A Fine Gael election planning committee has been told there would be no cull of sitting TDs despite fears that gender quotas would force members into retirement.
There was widespread panic among TDs after the Irish Independent revealed Fine Gael headquarters offered special election training to female councillors.
Male TDs feared the 30pc gender quota for candidates meant they would be asked to make way to allow female members contest the next election.
However, last Wednesday, the party's internal election committee meeting, which was chaired by Justice Minister Frances Fitzgerald, was told all current Dáil deputies would be allowed run in the next general election.
"No existing TD will be culled unless they wish to retire - they will be consulted on their wishes," a party source told the Irish Independent.
"What is a serious matter for every party is this bloody 30pc legal requirement of women for every party and it's going to stretch everybody," the source added.
MEP Brian Hayes has been tasked with heading up a candidate selection sub-committee and will speak to TDs about their intentions.
Each member's view and the difficulties the party faces in their constituencies will be collated and form the basis for future candidate selection.
Fine Gael sources expect up to three sitting TDs to retire ahead of the next election.
The party could lose around €2m if it fails to meet the candidate quota. To meet the quota, the party will be forced to parachute female candidates into constituencies on top of serving TDs and risk splitting the vote.

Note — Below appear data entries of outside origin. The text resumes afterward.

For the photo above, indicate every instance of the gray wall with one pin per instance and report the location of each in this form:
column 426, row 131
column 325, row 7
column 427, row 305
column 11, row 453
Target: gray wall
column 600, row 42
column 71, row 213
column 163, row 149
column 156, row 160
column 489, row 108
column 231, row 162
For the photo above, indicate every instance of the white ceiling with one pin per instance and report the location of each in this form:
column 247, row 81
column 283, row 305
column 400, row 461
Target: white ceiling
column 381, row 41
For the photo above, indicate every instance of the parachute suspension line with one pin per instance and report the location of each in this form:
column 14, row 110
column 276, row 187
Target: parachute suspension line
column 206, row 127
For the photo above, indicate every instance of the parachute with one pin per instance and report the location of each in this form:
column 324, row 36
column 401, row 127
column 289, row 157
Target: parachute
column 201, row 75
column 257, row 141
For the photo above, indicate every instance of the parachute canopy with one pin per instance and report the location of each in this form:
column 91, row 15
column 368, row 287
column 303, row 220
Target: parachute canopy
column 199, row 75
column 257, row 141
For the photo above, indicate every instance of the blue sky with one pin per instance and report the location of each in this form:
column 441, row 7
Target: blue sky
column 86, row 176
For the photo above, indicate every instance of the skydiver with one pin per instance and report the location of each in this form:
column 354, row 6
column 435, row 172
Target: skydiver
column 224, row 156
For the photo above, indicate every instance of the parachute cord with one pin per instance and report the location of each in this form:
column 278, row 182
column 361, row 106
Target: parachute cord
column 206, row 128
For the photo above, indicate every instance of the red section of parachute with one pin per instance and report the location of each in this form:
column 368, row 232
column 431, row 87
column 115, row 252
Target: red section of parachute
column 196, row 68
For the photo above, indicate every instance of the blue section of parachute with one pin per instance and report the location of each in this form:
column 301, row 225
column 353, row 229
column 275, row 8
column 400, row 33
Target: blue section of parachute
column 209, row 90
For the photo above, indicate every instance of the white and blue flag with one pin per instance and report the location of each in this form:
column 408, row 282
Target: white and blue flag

Last week's election committee meeting was told the councillor training course was offered to all party members in local authorities, but it was mostly female politicians who put their names forward.
However, one of the councillors who took part in the training said they were personally asked to take part by senior party officials.
"I was called a couple of times and told it would be beneficial to sign up," the councillor told the Irish Independent.
The coaching sessions included talks from the Taoiseach's adviser Andrew McDowell and media training from Terry Prone's Communications Clinic.
All councillors and non-elected members interested in running in future elections will be free to take up the training in the coming months.
So far 24 potential candidates took part in the training - this included 17 female and seven male members of the party.
Agriculture Minister Simon Coveney is overseeing a sub-committee on policy, Health Minister Leo Varadkar is in charge of communications and Children's Minister James Reilly is over party organisation.
The sub-committees also include a number of TDs and Senators who will all report back to Minister Fitzgerald.
Fine Gael strategist Mark Mortell, who has been described as the new Frank Flannery, is heavily involved in the election committee, as is the party's general secretary Tom Curran.